A dismal 1-4 start for the Bandits culminated in an 18-10 whipping by the Toronto Rock at the Air Canada Centre on Friday night.
The Bandits played just okay in the second half but it couldn’t erase a terrible first half. Toronto led 5-2 after the first and 10-4 after two. And it wasn’t even Toronto’s exalted transition game that killed the Bandits, it was simple five on five play that veteran defenders like Billy Dee Smith and Steve Priolo should have been able to contain. A rattled Anthony Cosmo was lifted in favour of Davide DiRuscio after eight goals.
After the game the players were subdued, especially 2016 MVP Dhane Smith, who has been battling the injury bug and hasn’t been able to help his team the way he wants.
“Our offense was really selfish tonight, including myself and we need to be better as a group,” Smith expressed. “We need to stick to the little things. Our coaches draw up a game plan and we need to stick to it. The little things are what matters.”
The game wasn’t as rough as one might expect a Buffalo-Toronto game to be; that said, there was plenty of special teams action. The Bandits gave the Rock eight power play opportunities compared to just three for themselves. They’re currently the third most penalized team in the league behind Calgary and New England.
“We get too heated and they get heated as well, and the winner ends up being whoever sticks to the game plan and is most disciplined,” Smith said. “We weren’t disciplined tonight and it showed.”
Scoring hasn’t been the problem; it’s defense. Buffalo may be sitting in last place in the East but they’ve scored the most goals – 65 (as of Saturday morning). However, they’ve also allowed the most with 76. That stat has led to some outrageous GAA’s for Cosmo and DiRuscio, the former of whom hasn’t made it through a game yet this season and sports a 19.45 GAA. DiRuscio’s isn’t much better at 13.52.
Head coach Troy Cordingley is unhappy and said that his team has lost heart and energy.

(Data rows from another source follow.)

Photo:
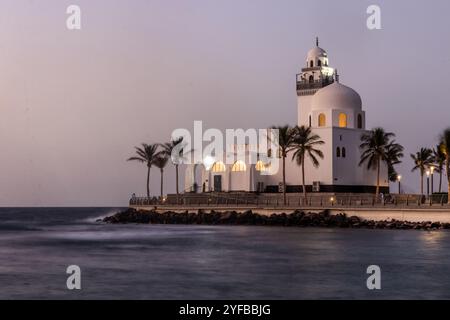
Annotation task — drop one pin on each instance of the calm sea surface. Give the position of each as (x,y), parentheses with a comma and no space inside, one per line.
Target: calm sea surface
(207,262)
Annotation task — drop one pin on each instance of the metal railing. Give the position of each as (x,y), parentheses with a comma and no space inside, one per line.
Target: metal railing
(254,200)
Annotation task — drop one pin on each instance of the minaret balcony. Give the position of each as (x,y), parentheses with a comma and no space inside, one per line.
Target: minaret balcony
(316,84)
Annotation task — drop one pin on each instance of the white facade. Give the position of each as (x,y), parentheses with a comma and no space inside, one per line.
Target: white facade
(335,113)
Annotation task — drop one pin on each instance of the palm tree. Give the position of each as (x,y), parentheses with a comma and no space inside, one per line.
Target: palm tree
(304,145)
(445,148)
(375,149)
(160,162)
(286,136)
(394,152)
(439,163)
(174,150)
(146,154)
(422,160)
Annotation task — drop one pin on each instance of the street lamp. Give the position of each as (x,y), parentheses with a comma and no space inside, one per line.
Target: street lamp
(399,178)
(432,182)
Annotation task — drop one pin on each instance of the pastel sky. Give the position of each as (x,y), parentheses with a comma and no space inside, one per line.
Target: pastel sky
(74,103)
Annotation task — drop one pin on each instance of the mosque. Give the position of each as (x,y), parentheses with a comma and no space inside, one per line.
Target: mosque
(335,113)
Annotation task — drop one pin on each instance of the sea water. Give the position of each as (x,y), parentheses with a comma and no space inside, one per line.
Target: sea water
(212,262)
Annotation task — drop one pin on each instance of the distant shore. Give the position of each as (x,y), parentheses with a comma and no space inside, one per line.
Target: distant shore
(296,218)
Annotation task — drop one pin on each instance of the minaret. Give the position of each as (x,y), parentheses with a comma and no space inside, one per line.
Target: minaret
(316,75)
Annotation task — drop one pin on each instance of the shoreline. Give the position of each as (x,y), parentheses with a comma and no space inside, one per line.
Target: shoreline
(296,218)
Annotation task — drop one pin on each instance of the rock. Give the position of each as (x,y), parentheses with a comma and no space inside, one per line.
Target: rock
(297,218)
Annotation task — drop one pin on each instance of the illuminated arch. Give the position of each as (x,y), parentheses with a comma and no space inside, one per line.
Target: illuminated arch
(239,166)
(218,166)
(342,120)
(259,166)
(359,121)
(322,120)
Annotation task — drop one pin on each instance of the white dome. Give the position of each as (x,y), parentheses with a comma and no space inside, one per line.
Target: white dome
(315,53)
(336,96)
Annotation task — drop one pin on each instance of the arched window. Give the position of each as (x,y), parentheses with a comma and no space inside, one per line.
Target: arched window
(239,166)
(359,121)
(260,166)
(219,166)
(342,120)
(322,120)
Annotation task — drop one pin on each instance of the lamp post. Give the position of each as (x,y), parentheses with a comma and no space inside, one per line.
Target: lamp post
(399,178)
(432,182)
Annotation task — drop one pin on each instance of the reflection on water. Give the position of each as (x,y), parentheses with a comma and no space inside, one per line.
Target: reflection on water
(206,262)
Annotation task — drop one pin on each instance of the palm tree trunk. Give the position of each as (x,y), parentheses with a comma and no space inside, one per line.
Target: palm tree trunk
(421,184)
(162,183)
(303,178)
(148,181)
(447,168)
(284,180)
(176,178)
(378,178)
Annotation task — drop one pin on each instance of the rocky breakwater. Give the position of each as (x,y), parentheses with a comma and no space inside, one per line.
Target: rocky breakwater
(295,219)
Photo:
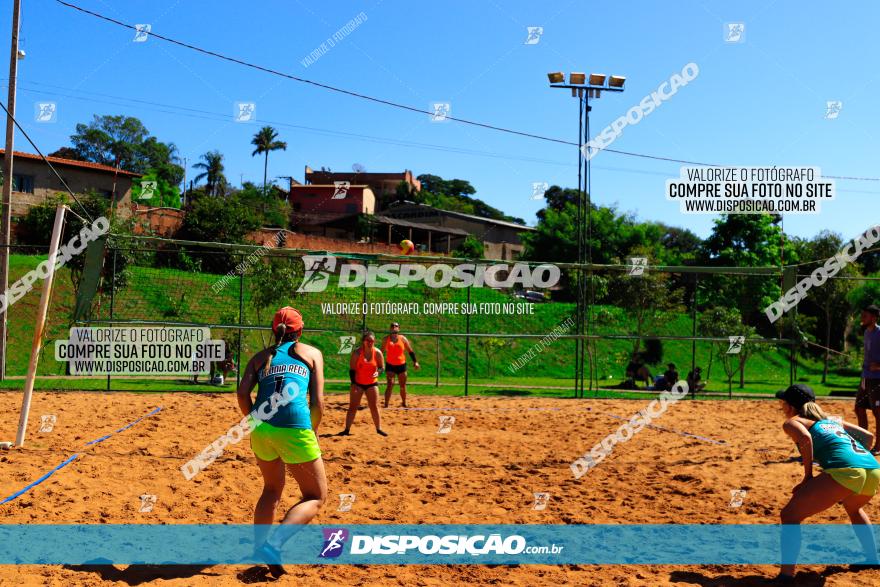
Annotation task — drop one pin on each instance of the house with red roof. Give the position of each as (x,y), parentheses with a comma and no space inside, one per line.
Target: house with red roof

“We’re the furthest thing from where we were last year,” he said. “Effort, second effort, heart, pride. Those go through my mind when I see a performance like that. That was a tough game to coach. I don’t know why we’re performing like this. We seem to say all the right things and the prep is done… We have to find a way to fix it and we have to fix it in a hurry.”
As to the immediate future of the team?
“We might have to make some tough decisions,” Cordingley said tersely, but would not expand on that.